Left hand to sidepull. Step the feet through and move right hand to edge. Left hand to edge. Left foot up and cross-body tension move right hand to edge. Left hand to crimpcharles. Feet high and press right hand to gastondercling block thing. Left foot up and cross through to big undercling. Grab jug. I am completing what must be my 40th or 50th redpoint of Chronic at Little Si. The deja-vu is palpable, the grade has dropped consistently and somehow I am still climbing on this route after perhaps ten years of climbing in the Northwest. Why seek adventure when you can pedantically perfect one single route?
Words are wind. That seemed at first parse some wonderful if slightly campy shred of wisdom I'd heard somewhere shaking some cobwebs off nearby neurons and making a cameo. It's really a phrase from George R. R. Martin's 'A Song of Ice and Fire' series and I suppose that needn't necessarily disqualify it as wisdom. Cliche perhaps, but then so many of those pesky little phrases-of-ill-repute hold little kernels of truth in their overused shells.
The wind blows strong through this blog, of course. It tends to reave sentence and paragraph of any purpose, leaving naught but the underpinnings of intent. Of course, what purpose inherent might there be in the bandying of words here? While some bloggers clearly effect both thematic precision and seamless continuity, I find it bewildering to do so here. Often enough there is precious little continuity to be had and if there is it's in little pockets of quietude in the midst of the tempest. Life is never simple enough for me to feel that having a streamlined 'climbing' blog, as I often like to envision, is improbable and even dishonest; climbing, despite being the alpha and omega and a lot of the in between in my life, still can't comprise the whole. It's fun to be immersed, even for a week or two, in the climbing aesthetic but it doesn't complete the balance in my life. What actually does, I can only continue to guess at this point; climbing well comes far more easily to me than living well as a whole and I continue to suffer for it. Perhaps there are others who find themselves in this same limbo, this dissatisfying area 'in-between' stability and limitless free time (but scarcity of resources). For those of us who dwell on the issue ceaselessly but fail to take action for one reason or another, I imagine the feeling of imbalance is more acute.
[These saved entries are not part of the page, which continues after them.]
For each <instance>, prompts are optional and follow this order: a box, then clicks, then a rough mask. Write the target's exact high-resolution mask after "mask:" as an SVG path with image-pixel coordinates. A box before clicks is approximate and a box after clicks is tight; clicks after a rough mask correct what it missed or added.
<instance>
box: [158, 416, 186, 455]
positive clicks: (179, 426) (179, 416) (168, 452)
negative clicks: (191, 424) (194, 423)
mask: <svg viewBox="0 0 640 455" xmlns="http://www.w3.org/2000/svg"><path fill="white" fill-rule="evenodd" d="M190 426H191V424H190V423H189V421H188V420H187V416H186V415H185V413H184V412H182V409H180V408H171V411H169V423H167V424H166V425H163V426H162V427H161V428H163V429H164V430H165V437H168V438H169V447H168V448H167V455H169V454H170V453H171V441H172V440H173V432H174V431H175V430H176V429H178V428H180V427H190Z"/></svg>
What sort of balance is in question here? Not the balance proposed by this kind of bullshit quackery, of course; a far less esoteric but still elusive lifestyle balance is what I'm thinking about, but what exactly is at the root of being athwart this type of harmony? I pondered this yesterday as I plodded my way up Chronic. I wasn't really thinking about it while I was climbing, but as I talk to more and more people and have to answer the same dreaded question, the one where they ask me "What are you doing these days?" (pertaining, apparently, to work, life, etc), it becomes more clear that I don't have the compelling answer that they want to hear and that I would be happy to give them. It would be easy to say that I just rock climb if that were true; if I had truly stripped my existence down to the bare essentials required to live a life on the road and climb I probably wouldn't be fielding this same question as often. The real mismatch here is maintaining a life in the city with no real impetus for being here other than habit and perceived convenience. It doesn't really make a whole lot of sense.
Back at Little Si, I take an end of the day lap up Extended Illness and pump out at the end of the crux, whipping daintily to the end of the rope and chuckle to myself. I have had this exact day at least twice or thrice before, with almost this exact order of routes climbed: a warmup on Technorigine that feels overly ambitious but strangely comfortable; a muscle memory fitness check on Chronic (.11d?); a couple of other outlying routes; one final 'to failure' burn on something harder. It all makes sense, I think to myself as I pull the rope through the fixed azure permadraws, sweating in the strangely oppressive humidity of the Cascade foothills at twilight.
Earlier this year this constant sameness culminated in what seemed like a simple choice: change. Yet I find myself in the same place again with a much murkier outlook. What was so clear before was made so by overcoming a lame self-imposed inertia. How is it so hard to break? I haven't found the answers. I do know that I'm well chuffed at being able to climb at all and doing a few classics at Si for the first time in a year is better still. Paradoxically, this silly repetition might even be an answer of sorts to some of these life quandaries: when the level of similitude reaches such a critical point, one iota of change seems an adventure in itself.